Following Barrios et al. (2012), we calculated the within- and between-municipality covariances for pairs of prices of farmland plots whose (straight-line) distance in km is within some bandwidth h of a given distance d; that is,

$$\begin{aligned} \widehat{C_{W}\left( d\right) } =\frac{\sum \nolimits _{i<j} \mathbf{1}_{m_{i}=m_{j}} \cdot \mathbf{1}_{\left| {d_{ij} -d} \right| \le h} \cdot \tilde{p}_{i}\cdot \tilde{p}_{j}}{\mathop \sum \nolimits _{i<j} \mathbf{1}_{m_{i}=m_{j}} \cdot \mathbf{1}_{\left| {d_{ij} -d} \right| \le h}} \end{aligned}$$

(11)

and

$$\begin{aligned} \widehat{C_{B}\left( d\right) } =\frac{\sum \nolimits _{i<j} \mathbf{1}_{m_{i}\ne m_{j}} \cdot \mathbf{1}_{\left| {d_{ij} -d} \right| \le h} \cdot \tilde{p}_{i}\cdot \tilde{p}_{j}}{\sum \nolimits _{i<j} \mathbf{1}_{m_{i}\ne m_{j}} \cdot \mathbf{1}_{\left| {d_{ij} -d} \right| \le h}} \end{aligned}$$

(12)

where \(\tilde{p}_{i}\), \(\tilde{p}_{j}\) are the “demeaned” sales prices (measured as deviations from the overall sample mean). The symbols \(m_{i}\) and \(m_{j}\) denote the municipalities in which the plots i and j are located. Specifically, \(m_{i}=m_{j}\) \((m_{i}\ne m_{j})\) means that farmland plots i and j are (not) located in the same municipality. Note that all farmland plots have been ordered, and the condition \(i<j\) just takes account of the symmetry of the variance-covariance matrix.

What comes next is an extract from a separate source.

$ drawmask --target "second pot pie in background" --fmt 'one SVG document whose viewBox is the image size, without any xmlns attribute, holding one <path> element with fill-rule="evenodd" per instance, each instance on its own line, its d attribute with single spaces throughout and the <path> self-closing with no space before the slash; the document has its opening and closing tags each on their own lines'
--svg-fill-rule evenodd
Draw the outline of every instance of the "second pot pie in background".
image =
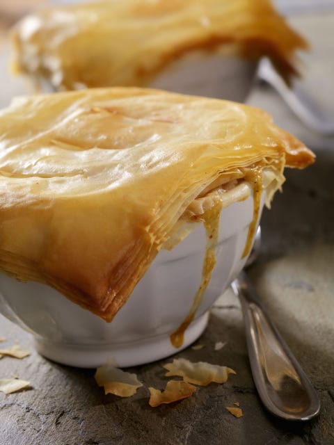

The panels in Fig. 8 show the covariance functions for bandwidth h going from 1 to 4 or the within- and between-municipality covariances. For example, with bandwidth \(h=1\), we look at the prices of all plots j located at a distance between 0 and 2 km from plot i for \(d=1\), between 1 and 3 km for \(d=2\), between 2 and 4 km for \(d=3\), and so on.

Fig. 8

Within- and between-municipality price covariances

The main conclusions from the graphs presented in Fig. 8 are that the covariances decrease with distance, and that the between-municipality covariances are of a magnitude much smaller than the within-municipality covariances. Therefore, the results provide some empirical support for (i) the importance of using simple inverse distances, and (ii) the land-market segmentation along municipal boundaries. In a certain way, the latter can be interpreted as a manifestation of “home biases” along municipal boundaries, due to higher transaction or information-search costs associated with the prices prevailing “on the other side of the fence”. Admittedly, this is just our conjecture, which has not been further tested here. Based on the findings from the covariance analysis, our empirical application in the main text uses only the within-municipality prices of farmland in constructing the spatiotemporal lag of the dependent price variable.